Oleh : Rr. Wening Jati
Kita sering terkejut pada satu pagi yang biasa-biasa saja:
tahu-tahu anak-anak sudah besar.
Sepatu mereka sudah jauh lebih besar dari rasa percaya diri kita.
Suara mereka sudah lebih tinggi dari tumpukan rencana hidup yang belum selesai.
Dan di tengah keheningan itu, muncul pertanyaan yang rasanya lebih menakutkan daripada laporan keuangan:
“Masih banyak yang belum aku kerjakan… lalu apa yang harus aku berikan untuk mereka?”
Kalau hidup ini pameran, mungkin kita sudah tutup stan dari lama—karena barang-barang yang mau dipamerkan belum juga jadi.
Kita masih sibuk mengejar pekerjaan, sibuk rapat, sibuk merasa lelah, sibuk menunda hal penting dengan alasan “nanti kalau sempat.”
Padahal “nanti” itu punya kebiasaan buruk:
ia sering tidak datang.
Anak-anak tumbuh seperti rumput setelah hujan: cepat, diam-diam, dan tidak pernah meminta izin.
Sementara kita tumbuh seperti file draft yang tidak pernah dikirim—penuh revisi, penuh keraguan.
Lalu apa yang harus diberikan?
Kalau mengikuti standar media sosial, kita harus memberi mereka rumah dua lantai, tabungan pendidikan, liburan tiap libur sekolah, dan album foto keluarga yang warna estetiknya konsisten.
Tentu saja kita ingin.
Hanya saja, hidup suka iseng—ia tidak bertanya apakah dompet kita sudah siap.
Yang menarik, anak-anak sebenarnya tidak sedang menunggu kita jadi sempurna.
Mereka hanya ingin kita hadir, meski kadang hadirnya sambil kecapekan.
Mereka tidak membutuhkan orang tua yang serba bisa, hanya orang tua yang mau mencoba.

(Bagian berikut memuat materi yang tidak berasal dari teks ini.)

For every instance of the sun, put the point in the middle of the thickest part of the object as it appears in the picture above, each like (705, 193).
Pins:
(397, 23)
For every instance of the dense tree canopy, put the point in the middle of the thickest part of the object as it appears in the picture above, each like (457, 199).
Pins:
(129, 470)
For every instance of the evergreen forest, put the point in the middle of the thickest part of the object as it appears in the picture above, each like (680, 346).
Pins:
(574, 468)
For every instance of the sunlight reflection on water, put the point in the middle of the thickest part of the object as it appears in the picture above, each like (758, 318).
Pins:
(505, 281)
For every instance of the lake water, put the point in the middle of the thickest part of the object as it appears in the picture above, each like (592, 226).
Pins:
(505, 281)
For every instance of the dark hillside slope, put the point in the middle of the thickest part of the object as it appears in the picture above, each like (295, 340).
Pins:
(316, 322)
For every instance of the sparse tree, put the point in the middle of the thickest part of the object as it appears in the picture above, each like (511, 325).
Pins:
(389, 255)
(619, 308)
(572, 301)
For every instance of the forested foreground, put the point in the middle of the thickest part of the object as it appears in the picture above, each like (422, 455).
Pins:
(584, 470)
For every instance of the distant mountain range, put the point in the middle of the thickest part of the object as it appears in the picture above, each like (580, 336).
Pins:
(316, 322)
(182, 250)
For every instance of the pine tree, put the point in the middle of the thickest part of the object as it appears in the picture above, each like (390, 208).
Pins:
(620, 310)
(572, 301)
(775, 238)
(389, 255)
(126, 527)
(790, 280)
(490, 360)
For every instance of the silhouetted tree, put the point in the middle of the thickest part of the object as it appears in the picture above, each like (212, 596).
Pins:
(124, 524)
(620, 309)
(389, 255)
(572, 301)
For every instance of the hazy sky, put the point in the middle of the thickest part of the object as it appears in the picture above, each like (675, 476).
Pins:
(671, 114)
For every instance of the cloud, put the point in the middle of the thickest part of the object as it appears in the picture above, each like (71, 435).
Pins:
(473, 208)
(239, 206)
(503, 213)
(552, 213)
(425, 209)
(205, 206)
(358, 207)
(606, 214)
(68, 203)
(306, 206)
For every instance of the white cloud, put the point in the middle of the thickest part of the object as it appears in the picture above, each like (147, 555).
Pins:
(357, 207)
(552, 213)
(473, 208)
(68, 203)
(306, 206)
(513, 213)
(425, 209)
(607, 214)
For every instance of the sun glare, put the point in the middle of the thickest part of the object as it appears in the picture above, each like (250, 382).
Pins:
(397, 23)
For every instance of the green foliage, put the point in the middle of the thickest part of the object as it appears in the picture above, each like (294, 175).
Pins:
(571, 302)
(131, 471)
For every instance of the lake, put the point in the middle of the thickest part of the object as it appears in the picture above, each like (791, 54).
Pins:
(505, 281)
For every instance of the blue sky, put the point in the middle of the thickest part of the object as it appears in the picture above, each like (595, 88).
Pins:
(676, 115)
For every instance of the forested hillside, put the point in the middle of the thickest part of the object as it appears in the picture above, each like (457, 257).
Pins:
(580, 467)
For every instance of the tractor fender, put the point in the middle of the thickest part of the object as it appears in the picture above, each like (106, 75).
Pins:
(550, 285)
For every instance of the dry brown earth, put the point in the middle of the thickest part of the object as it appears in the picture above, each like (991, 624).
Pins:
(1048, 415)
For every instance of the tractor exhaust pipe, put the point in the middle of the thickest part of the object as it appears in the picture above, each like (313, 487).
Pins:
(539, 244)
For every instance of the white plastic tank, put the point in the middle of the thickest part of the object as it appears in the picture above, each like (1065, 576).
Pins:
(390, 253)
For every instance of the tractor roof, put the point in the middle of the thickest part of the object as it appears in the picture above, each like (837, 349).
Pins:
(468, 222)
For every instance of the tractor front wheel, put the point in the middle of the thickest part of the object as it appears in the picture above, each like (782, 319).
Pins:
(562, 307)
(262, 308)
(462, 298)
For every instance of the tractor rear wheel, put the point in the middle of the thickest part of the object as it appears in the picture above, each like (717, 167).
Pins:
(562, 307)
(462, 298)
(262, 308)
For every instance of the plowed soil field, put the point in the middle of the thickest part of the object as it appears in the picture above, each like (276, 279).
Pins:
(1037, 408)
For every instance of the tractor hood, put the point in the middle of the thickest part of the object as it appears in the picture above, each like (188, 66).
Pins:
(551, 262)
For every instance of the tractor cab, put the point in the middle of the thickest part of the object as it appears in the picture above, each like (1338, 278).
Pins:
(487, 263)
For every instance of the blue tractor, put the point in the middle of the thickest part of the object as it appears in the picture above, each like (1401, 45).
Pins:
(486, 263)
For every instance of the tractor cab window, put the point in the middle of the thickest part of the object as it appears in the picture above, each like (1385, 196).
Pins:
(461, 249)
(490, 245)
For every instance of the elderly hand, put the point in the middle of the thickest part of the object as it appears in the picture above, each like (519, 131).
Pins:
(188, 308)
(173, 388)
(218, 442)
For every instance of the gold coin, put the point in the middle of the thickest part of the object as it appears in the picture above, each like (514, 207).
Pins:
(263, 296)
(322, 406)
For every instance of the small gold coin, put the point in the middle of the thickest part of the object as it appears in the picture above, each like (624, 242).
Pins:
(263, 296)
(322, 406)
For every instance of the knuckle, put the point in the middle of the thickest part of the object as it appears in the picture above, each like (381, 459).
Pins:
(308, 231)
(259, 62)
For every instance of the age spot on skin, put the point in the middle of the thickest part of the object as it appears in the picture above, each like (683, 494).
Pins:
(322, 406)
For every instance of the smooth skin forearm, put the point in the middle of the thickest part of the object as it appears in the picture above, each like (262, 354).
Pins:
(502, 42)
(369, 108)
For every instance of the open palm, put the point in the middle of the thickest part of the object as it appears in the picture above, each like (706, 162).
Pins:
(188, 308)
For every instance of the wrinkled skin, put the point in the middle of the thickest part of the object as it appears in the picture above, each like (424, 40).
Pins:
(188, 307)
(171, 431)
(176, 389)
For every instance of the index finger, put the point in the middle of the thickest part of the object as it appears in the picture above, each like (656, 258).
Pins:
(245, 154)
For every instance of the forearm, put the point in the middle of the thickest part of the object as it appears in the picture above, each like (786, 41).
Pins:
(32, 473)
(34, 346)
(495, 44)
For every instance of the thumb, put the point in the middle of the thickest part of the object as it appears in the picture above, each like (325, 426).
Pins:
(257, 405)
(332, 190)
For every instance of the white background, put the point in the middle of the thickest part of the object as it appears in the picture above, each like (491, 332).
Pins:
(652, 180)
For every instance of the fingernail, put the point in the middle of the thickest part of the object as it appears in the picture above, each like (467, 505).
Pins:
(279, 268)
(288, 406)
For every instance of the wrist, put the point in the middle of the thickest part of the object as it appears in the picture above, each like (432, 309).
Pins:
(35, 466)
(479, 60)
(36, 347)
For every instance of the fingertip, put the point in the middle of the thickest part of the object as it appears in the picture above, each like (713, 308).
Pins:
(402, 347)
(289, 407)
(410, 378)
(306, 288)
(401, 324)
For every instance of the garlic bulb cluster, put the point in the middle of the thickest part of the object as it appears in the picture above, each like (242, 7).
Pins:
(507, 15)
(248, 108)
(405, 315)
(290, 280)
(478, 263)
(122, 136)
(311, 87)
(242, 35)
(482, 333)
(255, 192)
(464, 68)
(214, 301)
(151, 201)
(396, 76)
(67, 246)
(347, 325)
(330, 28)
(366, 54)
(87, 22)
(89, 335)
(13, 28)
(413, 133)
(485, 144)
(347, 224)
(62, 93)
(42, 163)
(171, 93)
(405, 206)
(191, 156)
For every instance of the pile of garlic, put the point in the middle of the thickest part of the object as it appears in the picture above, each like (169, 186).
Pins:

Sayangnya, kita sering merasa gagal duluan sebelum berusaha.
Satirnya adalah:
kita sibuk mencari “apa yang harus diberikan”,
padahal yang paling mereka butuhkan biasanya hal-hal yang tidak pernah kita masukkan ke daftar to-do:
mengajak ngobrol tanpa terburu-buru,
mendengarkan tanpa menghakimi,
menjadi tempat pulang yang tidak membuat mereka merasa diukur dari nilai rapor atau lomba.
Orang tua ingin memberi dunia.
Padahal anak-anak hanya ingin kita memberi waktu.
Dunia itu bonus, bukan syarat.
Jadi kalau hari ini kita merasa banyak hal belum dikerjakan, itu wajar.
Semua orang tua merasakannya—bahkan yang terlihat paling sempurna sekalipun.
Yang tidak wajar adalah berhenti mencoba hanya karena merasa terlambat.
Karena, percaya atau tidak,
anak-anak lebih sering mengingat siapa kita, bukan apa yang kita berikan.
Sisanya?
Mari tertawa kecil pada kehidupan yang selalu membuat kita merasa kurang siap,
padahal justru di ketidaksiapan itulah mereka belajar melihat kita sebagai manusia—bukan robot penyedia fasilitas.
Itu hadiah terbaik yang bisa kita berikan.